De voorzieningenrechter concludeert dat het in strijd met de redelijkheid en billijkheid zou zijn om eiser, die in de buurt van het vliegveld woont en geen andere opties heeft, een dagpas te weigeren. De rechter wijst de vordering tot het verlenen van startfaciliteiten toe, met de bepaling dat gedaagde een dwangsom verbeurt bij niet-naleving. De proceskosten worden gecompenseerd, waarbij iedere partij de eigen kosten draagt. Het vonnis is uitgesproken op 23 februari 2010 door mr. S.H. Bokx-Boom.

Uitspraak

vonnis
RECHTBANK ARNHEM
Sector civiel recht
zaaknummer / rolnummer: 195633 / KG ZA 10-55
Vonnis in kort geding van 23 februari 2010
in de zaak van
[eiser],
wonende te [woonplaats],
eiser,
advocaat mr. J.H. Brouwer te Apeldoorn,
tegen
de stichting
STICHTING BELANG ZWEEFVLIEGERS TERLET,
gevestigd te Arnhem,
gedaagde,
advocaat mr. E.P.W. Korevaar te Apeldoorn.
1. De procedure
1.1. Het verloop van de procedure blijkt uit:
- de dagvaarding met bijbehorende producties
- de door gedaagde overgelegde producties
- de mondelinge behandeling
- de wijziging/aanvulling van eis
- de pleitnota van eiser
- de pleitnota van gedaagde.
1.2. Ten slotte is vonnis bepaald.
2. De feiten
2.1. Gedaagde is een stichting die zich blijkens artikel 2, lid 1 van haar statuten ten doel stelt ‘het instandhouden van het zweefvliegen en andere luchtsporten op het vliegveld Terlet te Arnhem, het uitdragen van het nationale karakter van het vliegveld Terlet, en voorts al hetgeen met een en ander rechtstreeks of zijdelings verband houdt of daartoe bevorderlijk kan zijn, alles in de ruimste zin des woords’. Gedaagde tracht deze doelstelling onder meer te verwezenlijken door het sluiten van faciliteitafnamecontracten met aangesloten deelnemers, de organisatie van het veld en de ontplooiing van lier-, sleep- en motorzweefactiviteiten (artikel 2, lid 2 van de statuten).
2.2. Gedaagde is één van de gebruikers van het vliegveld Terlet en huurt van de exploitant van het vliegveld, de Stichting Nationaal Zweefvliegcentrum Terlet, een zogenaamde vliegstrip, ook wel aangeduid als L-strip. Gedaagde verleent op elke dag van de week op verzoek van haar deelnemers tegen afgifte van een dagpas start- en landingsfaciliteiten, zowel aan deelnemers met een van gedaagde gehuurd zweefvliegtuig als aan deelnemers met een eigen zweefvliegtuig.

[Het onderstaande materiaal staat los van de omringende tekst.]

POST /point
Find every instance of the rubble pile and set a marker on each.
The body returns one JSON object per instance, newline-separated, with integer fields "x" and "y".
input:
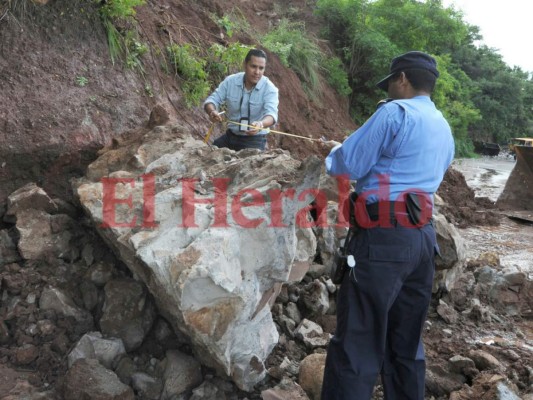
{"x": 157, "y": 311}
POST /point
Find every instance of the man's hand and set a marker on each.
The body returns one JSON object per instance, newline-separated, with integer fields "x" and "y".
{"x": 215, "y": 116}
{"x": 257, "y": 126}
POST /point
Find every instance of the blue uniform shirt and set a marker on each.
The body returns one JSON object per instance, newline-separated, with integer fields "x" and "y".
{"x": 260, "y": 102}
{"x": 407, "y": 144}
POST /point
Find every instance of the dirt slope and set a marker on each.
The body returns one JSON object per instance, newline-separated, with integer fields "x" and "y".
{"x": 51, "y": 124}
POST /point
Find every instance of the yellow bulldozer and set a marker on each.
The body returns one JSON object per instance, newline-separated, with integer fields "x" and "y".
{"x": 517, "y": 196}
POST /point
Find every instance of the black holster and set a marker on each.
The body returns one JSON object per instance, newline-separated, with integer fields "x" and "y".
{"x": 340, "y": 260}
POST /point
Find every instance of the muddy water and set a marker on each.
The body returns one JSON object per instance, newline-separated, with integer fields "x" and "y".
{"x": 511, "y": 240}
{"x": 486, "y": 175}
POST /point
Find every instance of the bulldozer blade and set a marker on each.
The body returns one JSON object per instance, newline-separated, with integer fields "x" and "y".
{"x": 518, "y": 191}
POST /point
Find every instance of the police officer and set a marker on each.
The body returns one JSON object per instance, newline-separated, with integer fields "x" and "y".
{"x": 398, "y": 158}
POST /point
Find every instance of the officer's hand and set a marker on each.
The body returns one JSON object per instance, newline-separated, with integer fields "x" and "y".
{"x": 257, "y": 126}
{"x": 329, "y": 144}
{"x": 214, "y": 116}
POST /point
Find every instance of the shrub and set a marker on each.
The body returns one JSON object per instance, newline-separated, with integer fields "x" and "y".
{"x": 297, "y": 51}
{"x": 190, "y": 68}
{"x": 336, "y": 75}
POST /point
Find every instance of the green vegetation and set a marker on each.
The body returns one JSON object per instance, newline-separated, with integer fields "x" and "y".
{"x": 200, "y": 70}
{"x": 482, "y": 98}
{"x": 222, "y": 61}
{"x": 232, "y": 22}
{"x": 296, "y": 51}
{"x": 81, "y": 81}
{"x": 191, "y": 69}
{"x": 336, "y": 75}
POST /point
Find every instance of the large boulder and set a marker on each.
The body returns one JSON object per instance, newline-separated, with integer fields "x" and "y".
{"x": 211, "y": 232}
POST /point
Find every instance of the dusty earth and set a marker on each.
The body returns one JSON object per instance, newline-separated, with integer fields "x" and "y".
{"x": 51, "y": 128}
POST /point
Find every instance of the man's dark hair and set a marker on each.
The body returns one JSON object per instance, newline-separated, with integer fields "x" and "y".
{"x": 254, "y": 53}
{"x": 421, "y": 79}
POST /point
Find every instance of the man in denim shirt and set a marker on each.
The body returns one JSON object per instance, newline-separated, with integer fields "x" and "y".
{"x": 399, "y": 155}
{"x": 251, "y": 100}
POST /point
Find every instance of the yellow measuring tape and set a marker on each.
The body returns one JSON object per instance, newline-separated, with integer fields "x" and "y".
{"x": 210, "y": 131}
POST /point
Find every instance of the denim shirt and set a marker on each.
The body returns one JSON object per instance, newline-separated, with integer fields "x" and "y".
{"x": 406, "y": 145}
{"x": 262, "y": 101}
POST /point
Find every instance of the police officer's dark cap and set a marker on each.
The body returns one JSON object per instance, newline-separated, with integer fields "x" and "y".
{"x": 410, "y": 60}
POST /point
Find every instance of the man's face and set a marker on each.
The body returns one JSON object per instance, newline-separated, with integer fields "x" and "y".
{"x": 254, "y": 70}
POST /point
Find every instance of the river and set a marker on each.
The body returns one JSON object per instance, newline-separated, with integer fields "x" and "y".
{"x": 511, "y": 240}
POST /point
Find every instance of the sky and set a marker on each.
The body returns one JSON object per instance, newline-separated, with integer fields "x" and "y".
{"x": 505, "y": 26}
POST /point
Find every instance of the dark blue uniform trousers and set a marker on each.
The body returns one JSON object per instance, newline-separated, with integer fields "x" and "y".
{"x": 381, "y": 308}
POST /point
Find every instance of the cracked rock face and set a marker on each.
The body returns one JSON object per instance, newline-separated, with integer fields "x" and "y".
{"x": 212, "y": 233}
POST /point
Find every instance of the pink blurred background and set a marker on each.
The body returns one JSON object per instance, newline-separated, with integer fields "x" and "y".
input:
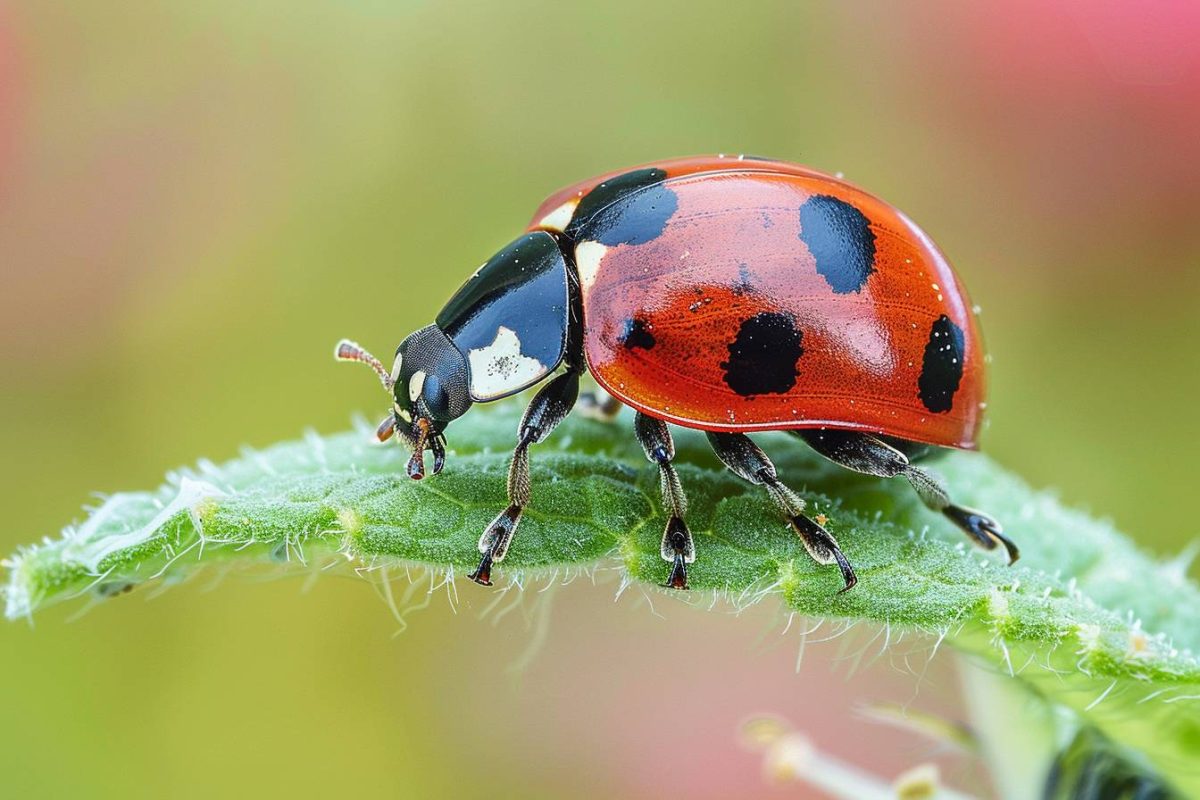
{"x": 178, "y": 181}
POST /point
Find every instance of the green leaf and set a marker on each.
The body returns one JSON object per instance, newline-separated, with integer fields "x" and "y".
{"x": 1085, "y": 619}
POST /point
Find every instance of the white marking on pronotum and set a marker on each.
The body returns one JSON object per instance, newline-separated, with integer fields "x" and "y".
{"x": 415, "y": 384}
{"x": 559, "y": 217}
{"x": 588, "y": 256}
{"x": 501, "y": 368}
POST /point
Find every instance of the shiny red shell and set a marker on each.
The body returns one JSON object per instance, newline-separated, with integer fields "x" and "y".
{"x": 774, "y": 296}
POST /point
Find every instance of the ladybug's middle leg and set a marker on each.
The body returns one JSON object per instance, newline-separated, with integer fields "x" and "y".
{"x": 869, "y": 455}
{"x": 547, "y": 408}
{"x": 750, "y": 463}
{"x": 677, "y": 548}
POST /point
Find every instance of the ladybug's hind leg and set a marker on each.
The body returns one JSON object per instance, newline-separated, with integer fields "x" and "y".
{"x": 749, "y": 462}
{"x": 547, "y": 408}
{"x": 677, "y": 548}
{"x": 869, "y": 455}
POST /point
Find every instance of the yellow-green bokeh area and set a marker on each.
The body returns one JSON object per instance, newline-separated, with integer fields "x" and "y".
{"x": 198, "y": 199}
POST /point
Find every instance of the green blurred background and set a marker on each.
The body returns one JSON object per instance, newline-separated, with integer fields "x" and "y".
{"x": 198, "y": 199}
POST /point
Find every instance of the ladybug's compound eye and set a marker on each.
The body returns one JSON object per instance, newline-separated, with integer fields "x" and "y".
{"x": 395, "y": 367}
{"x": 431, "y": 378}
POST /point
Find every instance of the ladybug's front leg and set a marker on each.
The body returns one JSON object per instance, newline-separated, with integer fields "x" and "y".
{"x": 677, "y": 547}
{"x": 749, "y": 462}
{"x": 545, "y": 411}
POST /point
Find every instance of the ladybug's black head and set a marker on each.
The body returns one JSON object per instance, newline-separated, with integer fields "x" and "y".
{"x": 429, "y": 388}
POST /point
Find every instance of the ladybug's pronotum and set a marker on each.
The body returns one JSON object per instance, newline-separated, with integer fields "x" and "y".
{"x": 726, "y": 294}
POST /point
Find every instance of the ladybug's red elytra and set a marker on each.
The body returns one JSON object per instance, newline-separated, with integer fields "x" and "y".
{"x": 725, "y": 294}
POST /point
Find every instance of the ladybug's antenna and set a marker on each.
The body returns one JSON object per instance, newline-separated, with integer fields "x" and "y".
{"x": 348, "y": 350}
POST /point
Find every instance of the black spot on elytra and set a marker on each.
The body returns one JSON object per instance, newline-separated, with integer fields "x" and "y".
{"x": 941, "y": 372}
{"x": 642, "y": 215}
{"x": 841, "y": 241}
{"x": 636, "y": 334}
{"x": 763, "y": 356}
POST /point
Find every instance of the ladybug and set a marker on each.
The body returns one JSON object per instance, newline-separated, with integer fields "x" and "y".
{"x": 725, "y": 294}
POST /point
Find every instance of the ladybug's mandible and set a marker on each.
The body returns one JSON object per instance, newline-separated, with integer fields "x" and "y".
{"x": 726, "y": 294}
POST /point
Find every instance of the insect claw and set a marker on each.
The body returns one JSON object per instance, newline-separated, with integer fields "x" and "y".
{"x": 678, "y": 578}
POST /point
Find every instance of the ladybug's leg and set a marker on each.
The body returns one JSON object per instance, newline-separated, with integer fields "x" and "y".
{"x": 869, "y": 455}
{"x": 749, "y": 462}
{"x": 547, "y": 408}
{"x": 677, "y": 547}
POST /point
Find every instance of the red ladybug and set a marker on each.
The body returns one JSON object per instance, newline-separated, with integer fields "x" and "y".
{"x": 726, "y": 294}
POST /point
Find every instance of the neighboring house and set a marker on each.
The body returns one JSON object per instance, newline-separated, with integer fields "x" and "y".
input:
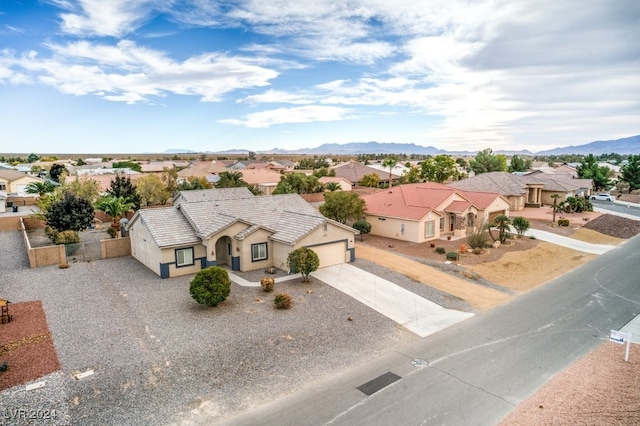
{"x": 425, "y": 211}
{"x": 563, "y": 183}
{"x": 345, "y": 185}
{"x": 243, "y": 233}
{"x": 14, "y": 182}
{"x": 266, "y": 180}
{"x": 161, "y": 166}
{"x": 204, "y": 169}
{"x": 521, "y": 191}
{"x": 354, "y": 172}
{"x": 103, "y": 180}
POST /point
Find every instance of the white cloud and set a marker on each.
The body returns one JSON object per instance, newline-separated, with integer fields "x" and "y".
{"x": 305, "y": 114}
{"x": 129, "y": 73}
{"x": 105, "y": 17}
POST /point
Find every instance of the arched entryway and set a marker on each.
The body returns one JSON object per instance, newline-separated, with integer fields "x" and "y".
{"x": 223, "y": 251}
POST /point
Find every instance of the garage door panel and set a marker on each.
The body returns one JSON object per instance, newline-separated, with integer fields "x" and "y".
{"x": 330, "y": 254}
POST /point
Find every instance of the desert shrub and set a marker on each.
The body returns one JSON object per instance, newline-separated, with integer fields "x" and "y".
{"x": 67, "y": 237}
{"x": 267, "y": 284}
{"x": 303, "y": 260}
{"x": 282, "y": 301}
{"x": 521, "y": 224}
{"x": 112, "y": 232}
{"x": 50, "y": 233}
{"x": 477, "y": 238}
{"x": 210, "y": 286}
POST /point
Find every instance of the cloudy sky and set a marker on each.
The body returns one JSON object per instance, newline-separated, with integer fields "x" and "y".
{"x": 132, "y": 76}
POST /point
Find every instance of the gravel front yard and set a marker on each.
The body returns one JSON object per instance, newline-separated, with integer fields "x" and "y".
{"x": 158, "y": 357}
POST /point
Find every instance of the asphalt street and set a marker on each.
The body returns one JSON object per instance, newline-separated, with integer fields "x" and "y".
{"x": 622, "y": 208}
{"x": 477, "y": 371}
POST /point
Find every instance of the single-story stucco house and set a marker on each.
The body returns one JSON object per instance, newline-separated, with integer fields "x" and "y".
{"x": 426, "y": 211}
{"x": 244, "y": 233}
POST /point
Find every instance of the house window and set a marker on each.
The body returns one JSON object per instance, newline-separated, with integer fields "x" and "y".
{"x": 258, "y": 252}
{"x": 184, "y": 257}
{"x": 429, "y": 228}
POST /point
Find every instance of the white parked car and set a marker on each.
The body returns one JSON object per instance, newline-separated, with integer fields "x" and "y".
{"x": 602, "y": 197}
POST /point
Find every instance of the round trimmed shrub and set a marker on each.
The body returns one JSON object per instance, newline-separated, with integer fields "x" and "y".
{"x": 282, "y": 301}
{"x": 267, "y": 284}
{"x": 210, "y": 286}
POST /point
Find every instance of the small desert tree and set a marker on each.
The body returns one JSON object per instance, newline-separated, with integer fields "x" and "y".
{"x": 210, "y": 286}
{"x": 304, "y": 261}
{"x": 521, "y": 224}
{"x": 363, "y": 226}
{"x": 69, "y": 213}
{"x": 502, "y": 222}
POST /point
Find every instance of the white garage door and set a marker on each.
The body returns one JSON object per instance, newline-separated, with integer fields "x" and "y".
{"x": 331, "y": 254}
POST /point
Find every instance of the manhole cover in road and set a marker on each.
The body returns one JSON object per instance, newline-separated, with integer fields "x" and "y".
{"x": 417, "y": 362}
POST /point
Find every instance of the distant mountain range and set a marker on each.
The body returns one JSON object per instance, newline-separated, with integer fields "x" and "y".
{"x": 624, "y": 146}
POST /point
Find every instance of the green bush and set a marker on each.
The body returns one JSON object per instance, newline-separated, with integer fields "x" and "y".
{"x": 521, "y": 224}
{"x": 477, "y": 238}
{"x": 267, "y": 284}
{"x": 112, "y": 232}
{"x": 304, "y": 261}
{"x": 67, "y": 237}
{"x": 282, "y": 301}
{"x": 210, "y": 286}
{"x": 50, "y": 233}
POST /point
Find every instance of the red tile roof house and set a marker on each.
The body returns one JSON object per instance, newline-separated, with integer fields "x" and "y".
{"x": 427, "y": 211}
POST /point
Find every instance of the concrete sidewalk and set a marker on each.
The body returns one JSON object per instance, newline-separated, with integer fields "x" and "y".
{"x": 404, "y": 307}
{"x": 568, "y": 242}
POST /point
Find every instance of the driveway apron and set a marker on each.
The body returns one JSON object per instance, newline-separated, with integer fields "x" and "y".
{"x": 415, "y": 313}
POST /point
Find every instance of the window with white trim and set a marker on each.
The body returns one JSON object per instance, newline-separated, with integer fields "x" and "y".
{"x": 184, "y": 257}
{"x": 429, "y": 228}
{"x": 258, "y": 252}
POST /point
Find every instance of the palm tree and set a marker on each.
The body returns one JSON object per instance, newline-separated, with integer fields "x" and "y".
{"x": 40, "y": 188}
{"x": 115, "y": 207}
{"x": 390, "y": 162}
{"x": 555, "y": 206}
{"x": 231, "y": 180}
{"x": 332, "y": 186}
{"x": 502, "y": 221}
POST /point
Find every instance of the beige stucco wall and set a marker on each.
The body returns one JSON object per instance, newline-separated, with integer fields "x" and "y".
{"x": 547, "y": 200}
{"x": 144, "y": 248}
{"x": 257, "y": 237}
{"x": 413, "y": 230}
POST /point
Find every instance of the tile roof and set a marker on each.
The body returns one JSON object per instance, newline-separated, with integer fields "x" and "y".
{"x": 287, "y": 215}
{"x": 167, "y": 226}
{"x": 414, "y": 201}
{"x": 12, "y": 175}
{"x": 457, "y": 206}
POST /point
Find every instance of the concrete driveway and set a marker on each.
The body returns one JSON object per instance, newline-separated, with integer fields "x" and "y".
{"x": 417, "y": 314}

2.3. Eiser is een ervaren zweef-/sportvlieger en beschikt over een eigen zweefvliegtuig. Hij maakt sinds 1967 regelmatig gebruik van het vliegveld Terlet en gold tot 2008 (al dan niet met tussenpozen) als een bij gedaagde aangesloten deelnemer in de zin van de statuten.
2.4. Omstreeks eind 2007 heeft eiser een brief aan gedaagde geschreven met de volgende inhoud: “Omdat ik nog geen transponder heb dit jaar (2008) wil ik hierbij mijn deelnemerschap van de SZT opzeggen
m.v.g.
[eiser]”.
2.5. Op of omstreeks 7 mei 2009 heeft eiser aan gedaagde verzocht om hem weer als deelnemer van gedaagde toe te laten/in te schrijven c.q. hem andermaal startfaciliteiten te verlenen. Dit verzoek heeft eiser op of omstreeks 19 juni en 30 september 2009 (bij brief van zijn advocaat) herhaald. Gedaagde heeft op die verzoeken telkens afwijzend beslist.
3. Het geschil
3.1. Eiser stelt zich op het standpunt dat gedaagde onrechtmatig jegens hem handelt door hem zonder deugdelijke grond of motivering als aangesloten deelnemer te weigeren en in het verlengde daarvan te weigeren met hem een faciliteitenafnamecontract te sluiten. In dat verband stelt eiser dat gedaagde de enige zweefvliegclub in de omtrek is die op doordeweekse dagen (waarop eiser uitsluitend in staat is te vliegen) startfaciliteiten verleent en in zoverre dus een monopolie-/machtspositie bezit die zij door haar weigering als voormeld misbruikt.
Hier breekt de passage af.